3.3.5. SFTP (over SSH version 2)¶
Protocol supported on both Server-side and Client-side
SFTP, shortform of SSH File Transfer Protocol and also Secure File Transfer Protocol, is a network protocol that allows for file access, transfer and management capabilities over the SSH (Secure Shell) protocol channel. It is thus considered one of the secure protocols to implement.
SFTP is designed to be used to implement a secure remote file system service and also a secure file transfer service.
SFTP should run over a secure channel, SSH, so that the server has already authenticated the client. The identity of the client user should also be available to the protocol.
The SFTP protocol follows a simple request-response model.
Each request and response contains a sequence number and multiple requests may be pending simultaneously. There are a relatively large number of different request messages, but a small number of possible response messages. Each request has one or more response messages that may be returned in result (e.g., a read either returns data or reports error status). Source from IETF Secure Shell Working Group Internet Draft 13.
It is worth nothing that SFTPPlus is only an SFTP/SCP server and does not support certain mechanisms of an SSH server such as virtual terminal or remote execution.
3.3.6. SCP (over SSH version 2)¶
Protocol supported only on Server-side
SCP, shortform of Secure Copy Protocol, is another network protocol with file transfer capabilities over the SSH (Secure Shell) protocol channel. The implementation of SCP within SFTPPlus is limited. SCP is a simple, non-standard protocol, with no official public specification. SFTPPlus is only an SFTP/SCP server and does not execute external 'scp' applications. It only supports file upload and download, without support for file management operations such as rename, delete, etc. Only remote execution of the 'scp' command is allowed. Support for recursive operations is not yet implemented.
Unlike SFTP, this protocol has some limited capabilities, such as in file management. We recommend that SFTP be used instead.
3.3.7. HTTP¶
Protocol supported only on Server-side
HTTP, shortform for Hypertext Transfer Protocol, is an application-level protocol for distributed, collaborative, hypermedia information systems.

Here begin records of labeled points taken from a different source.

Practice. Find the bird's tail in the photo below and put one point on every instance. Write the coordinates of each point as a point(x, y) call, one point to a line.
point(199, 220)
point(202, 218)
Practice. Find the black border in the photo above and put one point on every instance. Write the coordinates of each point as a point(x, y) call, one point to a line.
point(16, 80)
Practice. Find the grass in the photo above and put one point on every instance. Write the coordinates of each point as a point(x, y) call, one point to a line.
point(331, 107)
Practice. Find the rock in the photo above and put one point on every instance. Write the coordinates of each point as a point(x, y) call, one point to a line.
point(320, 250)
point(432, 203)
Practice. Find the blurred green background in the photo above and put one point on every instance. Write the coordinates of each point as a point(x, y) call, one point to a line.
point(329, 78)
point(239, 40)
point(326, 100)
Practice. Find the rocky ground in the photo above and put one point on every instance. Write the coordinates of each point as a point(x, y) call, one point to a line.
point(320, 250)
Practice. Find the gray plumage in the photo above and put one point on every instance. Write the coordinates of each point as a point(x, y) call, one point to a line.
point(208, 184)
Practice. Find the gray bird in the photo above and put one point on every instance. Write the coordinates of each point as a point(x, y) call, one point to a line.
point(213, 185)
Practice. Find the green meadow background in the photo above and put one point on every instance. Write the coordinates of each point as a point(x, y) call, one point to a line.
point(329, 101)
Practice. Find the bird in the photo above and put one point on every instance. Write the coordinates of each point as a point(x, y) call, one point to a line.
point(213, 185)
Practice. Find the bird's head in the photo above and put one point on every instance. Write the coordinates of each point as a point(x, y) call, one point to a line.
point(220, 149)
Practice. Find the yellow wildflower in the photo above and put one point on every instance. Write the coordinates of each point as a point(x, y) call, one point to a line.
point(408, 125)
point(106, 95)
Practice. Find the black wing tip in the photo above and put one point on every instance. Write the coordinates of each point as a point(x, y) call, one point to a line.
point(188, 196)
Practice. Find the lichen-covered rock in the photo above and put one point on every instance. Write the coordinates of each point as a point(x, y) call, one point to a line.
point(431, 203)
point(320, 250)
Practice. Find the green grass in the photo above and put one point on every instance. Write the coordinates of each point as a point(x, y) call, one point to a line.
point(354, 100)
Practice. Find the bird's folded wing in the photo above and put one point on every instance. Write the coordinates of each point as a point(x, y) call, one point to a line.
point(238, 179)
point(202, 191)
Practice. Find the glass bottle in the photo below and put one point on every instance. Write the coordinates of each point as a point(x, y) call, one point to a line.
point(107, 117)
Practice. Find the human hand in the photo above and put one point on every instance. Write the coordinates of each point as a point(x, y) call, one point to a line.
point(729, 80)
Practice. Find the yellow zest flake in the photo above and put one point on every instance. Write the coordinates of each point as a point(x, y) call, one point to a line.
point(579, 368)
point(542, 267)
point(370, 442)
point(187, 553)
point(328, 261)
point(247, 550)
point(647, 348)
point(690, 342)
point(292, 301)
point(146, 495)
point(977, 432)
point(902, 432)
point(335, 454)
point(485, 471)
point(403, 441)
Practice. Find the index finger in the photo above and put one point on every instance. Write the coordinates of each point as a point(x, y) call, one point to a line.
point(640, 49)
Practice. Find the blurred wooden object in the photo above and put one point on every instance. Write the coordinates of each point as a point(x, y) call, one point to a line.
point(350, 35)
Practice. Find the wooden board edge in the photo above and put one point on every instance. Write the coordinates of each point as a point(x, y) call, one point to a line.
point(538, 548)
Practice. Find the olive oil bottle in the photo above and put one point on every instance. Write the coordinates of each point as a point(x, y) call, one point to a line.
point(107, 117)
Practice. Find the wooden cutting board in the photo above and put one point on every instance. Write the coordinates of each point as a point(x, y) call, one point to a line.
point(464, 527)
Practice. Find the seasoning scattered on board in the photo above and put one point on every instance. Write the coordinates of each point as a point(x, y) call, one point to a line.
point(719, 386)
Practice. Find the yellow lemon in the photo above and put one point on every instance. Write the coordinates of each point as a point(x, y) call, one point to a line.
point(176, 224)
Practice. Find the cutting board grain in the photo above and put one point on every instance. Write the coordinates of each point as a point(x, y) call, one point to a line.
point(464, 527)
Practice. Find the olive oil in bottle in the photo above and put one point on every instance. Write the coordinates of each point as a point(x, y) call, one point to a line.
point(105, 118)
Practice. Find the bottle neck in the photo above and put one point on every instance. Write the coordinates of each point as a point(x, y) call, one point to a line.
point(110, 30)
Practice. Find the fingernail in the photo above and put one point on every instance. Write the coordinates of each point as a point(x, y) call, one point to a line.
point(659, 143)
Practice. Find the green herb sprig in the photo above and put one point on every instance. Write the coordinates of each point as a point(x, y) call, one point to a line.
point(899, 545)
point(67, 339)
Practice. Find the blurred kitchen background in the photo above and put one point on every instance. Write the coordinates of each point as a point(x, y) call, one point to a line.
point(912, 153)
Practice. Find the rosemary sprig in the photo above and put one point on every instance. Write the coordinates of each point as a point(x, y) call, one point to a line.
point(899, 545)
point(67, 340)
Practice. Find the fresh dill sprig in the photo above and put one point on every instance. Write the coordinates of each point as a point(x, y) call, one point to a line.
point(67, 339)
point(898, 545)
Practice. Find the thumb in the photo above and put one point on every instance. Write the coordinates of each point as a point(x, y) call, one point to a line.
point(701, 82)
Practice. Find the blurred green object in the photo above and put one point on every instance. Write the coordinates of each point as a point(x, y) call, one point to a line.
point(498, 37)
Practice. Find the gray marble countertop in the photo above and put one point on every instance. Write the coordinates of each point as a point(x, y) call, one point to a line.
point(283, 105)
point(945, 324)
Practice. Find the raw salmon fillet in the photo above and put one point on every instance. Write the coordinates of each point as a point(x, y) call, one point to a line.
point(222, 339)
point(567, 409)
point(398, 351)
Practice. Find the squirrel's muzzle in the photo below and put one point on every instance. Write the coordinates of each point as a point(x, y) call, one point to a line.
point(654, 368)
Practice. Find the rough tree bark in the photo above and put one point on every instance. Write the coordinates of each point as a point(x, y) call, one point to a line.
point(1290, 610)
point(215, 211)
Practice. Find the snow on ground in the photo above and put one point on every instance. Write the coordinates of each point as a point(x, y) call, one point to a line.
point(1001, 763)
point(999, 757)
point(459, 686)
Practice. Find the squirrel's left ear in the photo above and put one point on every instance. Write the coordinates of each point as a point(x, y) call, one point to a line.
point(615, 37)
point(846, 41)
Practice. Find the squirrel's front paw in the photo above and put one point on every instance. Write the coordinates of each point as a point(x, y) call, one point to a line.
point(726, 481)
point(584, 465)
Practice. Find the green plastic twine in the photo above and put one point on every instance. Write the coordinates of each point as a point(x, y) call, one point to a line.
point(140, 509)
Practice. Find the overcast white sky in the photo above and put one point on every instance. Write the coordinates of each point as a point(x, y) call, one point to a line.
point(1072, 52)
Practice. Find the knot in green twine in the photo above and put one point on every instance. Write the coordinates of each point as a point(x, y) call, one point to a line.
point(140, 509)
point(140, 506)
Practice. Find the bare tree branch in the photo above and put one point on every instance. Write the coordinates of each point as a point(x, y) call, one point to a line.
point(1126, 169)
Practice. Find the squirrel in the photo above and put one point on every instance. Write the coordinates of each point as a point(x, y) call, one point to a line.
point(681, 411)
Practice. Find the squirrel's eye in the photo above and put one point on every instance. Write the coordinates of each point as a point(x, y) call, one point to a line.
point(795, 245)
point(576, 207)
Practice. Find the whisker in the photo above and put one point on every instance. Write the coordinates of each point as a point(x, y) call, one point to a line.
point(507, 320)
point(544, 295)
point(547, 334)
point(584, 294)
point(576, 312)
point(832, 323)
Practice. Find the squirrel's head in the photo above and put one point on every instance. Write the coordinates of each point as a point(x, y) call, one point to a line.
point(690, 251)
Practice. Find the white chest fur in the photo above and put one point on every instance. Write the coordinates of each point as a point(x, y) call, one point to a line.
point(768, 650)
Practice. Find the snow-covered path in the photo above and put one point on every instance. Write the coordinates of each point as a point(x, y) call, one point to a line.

It is a generic, stateless, protocol which can be used for many tasks. Source from RFC 2616. While HTTP is available, it is highly recommended the HTTPS be implemented.
3.3.8. HTTPS¶
Protocol supported only on Server-side
HTTPS, shortform for HTTP over TLS, provides security measures in using HTTP via SSL and its successor, TLS.
The HTTPS service can be invoked by starting SFTPPlus and accessing the service via the URL on a web browser. Once accessed, you will be able to see the graphical interface designed to work in any web browser.
For those wishing to use a web browser option with their file transfer needs, HTTPS is recommended.
3.3.9. WebDAV over HTTPS¶
Protocol supported only on Client-side
Shortform for Web Distributed Authoring and Versioning, WebDAV is the extension to the HTTP protocol allowing clients to perform remote web content authoring operations. Source from RFC 2518.
The SFTPPlus implementation will be utilizing the HTTPS extension on client-side only with the authentication mechanism based on the claim-based method from Office 365 SharePoint Online service.
3.3.10. Azure Files over HTTPS¶
Protocol supported only on Client-side
SFTPPlus can exchange files with the Azure Files service provided by the Azure Storage account.
The communication is done over HTTPS. HTTP access is not supported.